In an email, Griffith explained the farm is part of Binding Site, a business that started out of the the University of Birmingham in England. The company produces more than 30 million diagnostic tests a year.
The way the tests are created may seem unusual. The sheep at the farm aren’t raised for meat or wool; they’re raised to produce antibodies used in testing.
The process starts when the sheep are immunized just as a human receives a shot to be be vaccinated for the flu. The sheep then make antibodies to the immunization that is taken through collection of their blood. The blood is shipped to the United Kingdom to be used in creating the antibody tests.
“Having the facility in Benson that is able to respond quickly and effectively is an important part of our business capabilities and ultimately the quality of the products,” Griffith said.
Binding Way’s expertise is in antibody specificity technology used to create specialist protein diagnostics.
“Our customers trust us to deliver specific, accurate and reliable tests for clinicians to use on their patients. We are therefore in a good position to use those skills towards the global fight against the COVID-19 pandemic and to help the millions of people affected,” Griffith said.

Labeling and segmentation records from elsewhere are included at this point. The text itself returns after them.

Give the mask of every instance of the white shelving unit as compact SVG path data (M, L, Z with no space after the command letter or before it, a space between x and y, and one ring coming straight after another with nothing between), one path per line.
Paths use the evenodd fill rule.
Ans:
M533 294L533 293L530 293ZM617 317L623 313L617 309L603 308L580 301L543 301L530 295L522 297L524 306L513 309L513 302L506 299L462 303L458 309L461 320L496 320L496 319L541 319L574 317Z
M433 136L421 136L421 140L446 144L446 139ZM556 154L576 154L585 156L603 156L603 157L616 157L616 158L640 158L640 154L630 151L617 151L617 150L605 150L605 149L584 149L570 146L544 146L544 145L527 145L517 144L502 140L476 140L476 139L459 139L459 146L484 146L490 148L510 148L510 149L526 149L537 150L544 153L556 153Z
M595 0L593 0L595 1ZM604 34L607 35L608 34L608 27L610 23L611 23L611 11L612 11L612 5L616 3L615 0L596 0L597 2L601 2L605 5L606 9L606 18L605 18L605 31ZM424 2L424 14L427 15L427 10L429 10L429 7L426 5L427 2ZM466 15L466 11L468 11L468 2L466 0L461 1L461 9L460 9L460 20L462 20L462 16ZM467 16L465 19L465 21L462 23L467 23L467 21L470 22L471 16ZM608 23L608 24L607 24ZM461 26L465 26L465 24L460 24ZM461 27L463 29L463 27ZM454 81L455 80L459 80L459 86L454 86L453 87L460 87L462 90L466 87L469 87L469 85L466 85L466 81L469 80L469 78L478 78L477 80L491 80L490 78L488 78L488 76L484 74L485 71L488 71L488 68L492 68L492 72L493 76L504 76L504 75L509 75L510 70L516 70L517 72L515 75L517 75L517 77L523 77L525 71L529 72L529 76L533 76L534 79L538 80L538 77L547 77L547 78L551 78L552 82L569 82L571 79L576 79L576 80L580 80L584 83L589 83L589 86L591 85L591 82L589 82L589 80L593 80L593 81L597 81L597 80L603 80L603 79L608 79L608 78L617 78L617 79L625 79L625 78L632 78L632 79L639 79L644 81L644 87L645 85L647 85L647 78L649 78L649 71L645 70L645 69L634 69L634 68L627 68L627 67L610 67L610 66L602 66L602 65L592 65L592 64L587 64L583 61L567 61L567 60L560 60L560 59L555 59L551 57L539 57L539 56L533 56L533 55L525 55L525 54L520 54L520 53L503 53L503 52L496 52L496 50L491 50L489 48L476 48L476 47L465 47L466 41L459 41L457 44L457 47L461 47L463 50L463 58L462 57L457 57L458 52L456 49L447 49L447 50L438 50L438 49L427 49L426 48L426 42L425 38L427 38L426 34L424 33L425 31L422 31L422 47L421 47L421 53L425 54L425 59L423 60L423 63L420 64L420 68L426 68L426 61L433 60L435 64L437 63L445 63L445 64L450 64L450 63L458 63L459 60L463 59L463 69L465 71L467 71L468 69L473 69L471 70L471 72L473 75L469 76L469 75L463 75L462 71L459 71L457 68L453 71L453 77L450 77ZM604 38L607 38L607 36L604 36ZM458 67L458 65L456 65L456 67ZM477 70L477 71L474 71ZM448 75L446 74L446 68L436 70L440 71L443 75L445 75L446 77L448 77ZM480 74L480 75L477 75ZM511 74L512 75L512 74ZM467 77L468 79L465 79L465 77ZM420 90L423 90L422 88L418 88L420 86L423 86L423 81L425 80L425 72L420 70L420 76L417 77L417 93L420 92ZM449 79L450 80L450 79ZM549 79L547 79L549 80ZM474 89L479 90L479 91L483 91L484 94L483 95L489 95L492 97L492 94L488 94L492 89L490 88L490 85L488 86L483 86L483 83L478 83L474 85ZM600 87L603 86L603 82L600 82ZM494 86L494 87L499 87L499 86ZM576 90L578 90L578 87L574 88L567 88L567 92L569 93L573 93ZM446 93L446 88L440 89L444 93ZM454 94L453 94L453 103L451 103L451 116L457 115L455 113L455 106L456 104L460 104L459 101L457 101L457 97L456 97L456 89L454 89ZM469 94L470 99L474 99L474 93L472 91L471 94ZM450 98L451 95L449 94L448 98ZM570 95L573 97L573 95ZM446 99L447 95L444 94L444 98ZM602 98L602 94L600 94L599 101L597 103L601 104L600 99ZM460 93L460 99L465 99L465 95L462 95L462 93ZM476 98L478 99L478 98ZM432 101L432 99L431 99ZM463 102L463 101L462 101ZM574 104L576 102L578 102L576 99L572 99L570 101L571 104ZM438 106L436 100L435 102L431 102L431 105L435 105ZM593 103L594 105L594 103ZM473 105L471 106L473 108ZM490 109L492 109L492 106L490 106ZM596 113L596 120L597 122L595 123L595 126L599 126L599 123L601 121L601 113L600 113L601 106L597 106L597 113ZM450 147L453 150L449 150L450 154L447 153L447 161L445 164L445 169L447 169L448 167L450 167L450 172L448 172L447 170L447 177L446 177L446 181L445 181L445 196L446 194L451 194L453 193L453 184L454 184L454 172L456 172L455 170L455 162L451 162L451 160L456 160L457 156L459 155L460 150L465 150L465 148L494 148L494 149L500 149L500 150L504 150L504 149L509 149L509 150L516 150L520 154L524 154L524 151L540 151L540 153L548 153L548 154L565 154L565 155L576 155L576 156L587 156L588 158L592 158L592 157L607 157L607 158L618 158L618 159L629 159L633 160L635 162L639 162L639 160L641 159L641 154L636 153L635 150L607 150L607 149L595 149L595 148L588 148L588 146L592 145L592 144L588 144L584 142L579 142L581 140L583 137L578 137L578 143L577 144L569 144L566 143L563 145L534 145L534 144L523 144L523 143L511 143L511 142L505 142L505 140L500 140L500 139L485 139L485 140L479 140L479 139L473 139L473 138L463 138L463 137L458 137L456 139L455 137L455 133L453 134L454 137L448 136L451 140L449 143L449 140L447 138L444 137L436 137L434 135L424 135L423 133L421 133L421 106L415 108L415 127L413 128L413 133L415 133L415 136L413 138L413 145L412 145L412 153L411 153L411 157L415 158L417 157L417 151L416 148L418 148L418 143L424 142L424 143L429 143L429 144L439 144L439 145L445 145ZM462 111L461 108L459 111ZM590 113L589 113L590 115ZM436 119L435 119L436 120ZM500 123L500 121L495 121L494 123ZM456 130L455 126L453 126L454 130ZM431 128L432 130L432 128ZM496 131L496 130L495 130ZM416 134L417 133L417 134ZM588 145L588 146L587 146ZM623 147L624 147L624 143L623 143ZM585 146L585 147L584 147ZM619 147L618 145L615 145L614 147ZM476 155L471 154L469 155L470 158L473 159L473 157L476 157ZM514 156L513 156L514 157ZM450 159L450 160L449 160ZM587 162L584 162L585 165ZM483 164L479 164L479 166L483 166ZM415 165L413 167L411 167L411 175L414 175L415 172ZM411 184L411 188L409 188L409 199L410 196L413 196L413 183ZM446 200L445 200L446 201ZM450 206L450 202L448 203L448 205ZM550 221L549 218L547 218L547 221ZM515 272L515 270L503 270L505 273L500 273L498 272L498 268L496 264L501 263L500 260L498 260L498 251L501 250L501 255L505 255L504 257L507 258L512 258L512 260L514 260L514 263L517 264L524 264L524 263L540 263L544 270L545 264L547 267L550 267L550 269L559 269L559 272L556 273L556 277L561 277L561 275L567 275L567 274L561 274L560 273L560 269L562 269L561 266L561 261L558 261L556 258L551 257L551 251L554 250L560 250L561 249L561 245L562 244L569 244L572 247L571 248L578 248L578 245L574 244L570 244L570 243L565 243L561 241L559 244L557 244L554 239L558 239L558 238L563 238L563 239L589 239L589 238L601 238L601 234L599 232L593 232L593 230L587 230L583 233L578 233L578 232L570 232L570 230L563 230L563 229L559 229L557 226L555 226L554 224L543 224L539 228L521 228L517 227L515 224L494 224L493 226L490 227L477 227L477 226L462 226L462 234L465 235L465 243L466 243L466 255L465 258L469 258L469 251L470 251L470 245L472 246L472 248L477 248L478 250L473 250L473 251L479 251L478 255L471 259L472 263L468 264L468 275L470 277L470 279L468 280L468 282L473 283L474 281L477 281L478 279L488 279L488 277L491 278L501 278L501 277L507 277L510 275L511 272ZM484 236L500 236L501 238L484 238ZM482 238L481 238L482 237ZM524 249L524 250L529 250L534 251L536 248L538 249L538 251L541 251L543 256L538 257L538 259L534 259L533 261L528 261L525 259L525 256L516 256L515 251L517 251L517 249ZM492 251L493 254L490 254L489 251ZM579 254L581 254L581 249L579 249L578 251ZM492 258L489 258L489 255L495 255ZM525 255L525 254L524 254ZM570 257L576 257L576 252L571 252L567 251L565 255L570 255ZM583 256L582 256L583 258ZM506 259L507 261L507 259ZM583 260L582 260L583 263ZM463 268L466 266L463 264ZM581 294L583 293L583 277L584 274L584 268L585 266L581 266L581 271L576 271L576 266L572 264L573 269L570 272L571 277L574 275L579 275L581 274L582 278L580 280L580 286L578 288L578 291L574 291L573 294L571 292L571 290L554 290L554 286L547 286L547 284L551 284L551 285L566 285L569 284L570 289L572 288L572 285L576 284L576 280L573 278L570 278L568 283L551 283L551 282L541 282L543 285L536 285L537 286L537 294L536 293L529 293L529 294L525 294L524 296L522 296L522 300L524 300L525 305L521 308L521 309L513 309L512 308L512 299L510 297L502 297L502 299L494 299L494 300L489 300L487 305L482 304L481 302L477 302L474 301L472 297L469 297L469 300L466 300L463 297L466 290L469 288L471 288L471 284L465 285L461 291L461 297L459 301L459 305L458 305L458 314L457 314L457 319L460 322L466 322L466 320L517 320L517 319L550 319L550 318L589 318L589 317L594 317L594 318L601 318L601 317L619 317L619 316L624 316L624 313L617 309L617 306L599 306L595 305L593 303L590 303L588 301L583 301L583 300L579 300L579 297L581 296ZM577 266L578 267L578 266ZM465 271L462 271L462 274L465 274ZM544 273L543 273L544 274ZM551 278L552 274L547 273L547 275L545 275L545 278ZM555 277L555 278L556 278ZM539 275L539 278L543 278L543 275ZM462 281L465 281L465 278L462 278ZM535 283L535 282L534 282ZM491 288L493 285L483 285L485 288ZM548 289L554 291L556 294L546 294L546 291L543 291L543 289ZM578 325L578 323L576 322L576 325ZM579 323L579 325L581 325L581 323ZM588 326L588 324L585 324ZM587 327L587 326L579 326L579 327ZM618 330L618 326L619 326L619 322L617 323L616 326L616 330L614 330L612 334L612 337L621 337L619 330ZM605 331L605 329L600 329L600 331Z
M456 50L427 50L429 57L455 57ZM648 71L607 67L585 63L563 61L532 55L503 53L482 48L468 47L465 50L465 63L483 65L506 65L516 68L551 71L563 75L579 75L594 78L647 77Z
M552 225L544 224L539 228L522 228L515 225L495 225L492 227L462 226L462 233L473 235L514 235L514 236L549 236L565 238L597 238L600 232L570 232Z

Binding Trust is in a partnership with two United Kingdom organizations, the University of Birmingham’s Clinical Immunology Service and University Hospitals Birmingham NHS Foundation Trust to improve the detection of SARS-CoV-2 antibodies.
The goal is to create a test that will detect antibodies against coronavirus to determine whether someone had a virus like COVID.
While Griffith acknowledged scientists and medical researchers still had a lot to learn about the respiratory disease, she called the research a “potential game changer in the long-term fight against COVID-19.”
“For example, it may support the testing of people who have received a vaccine, when one is available. To ensure vaccination has been successful. Our teams are working tirelessly on this project, but we are focused on getting it right rather than getting it first,” Griffith said.
Several of Binding Site’s immunodeficiency tests are used to measure the body’s response to COVID.
“Most people who contract COVID-19 will have a normal response as the immune system tackles the virus. However, for some, the immune system is plunged into overdrive and begins to kill healthy cells in its attempt to kill the virus,” Griffith said.
Tests created by Binding Site can be used to understand a COVID patient’s condition, according to Griffith.
Because the health of the sheep, as well as the 52 employees including animal laboratory technicians, animal husbandry technicians, administrators and farm workers, to the company’s work, Binding Place administrators have implemented guidelines from Gov. Phil Scott and his administration as they work to “flatten the curve” of the spread of the virus.
“Work simply cannot stop, and this is reflected at our offices around the world and our UK production facility who continue to produce the tests which make a difference to patient lives worldwide,” Griffith said.
Pleasant Valley farm also participated locally, hanging a banner that states, “Thank Ewe” to its employees, as well as to essential workers in the area.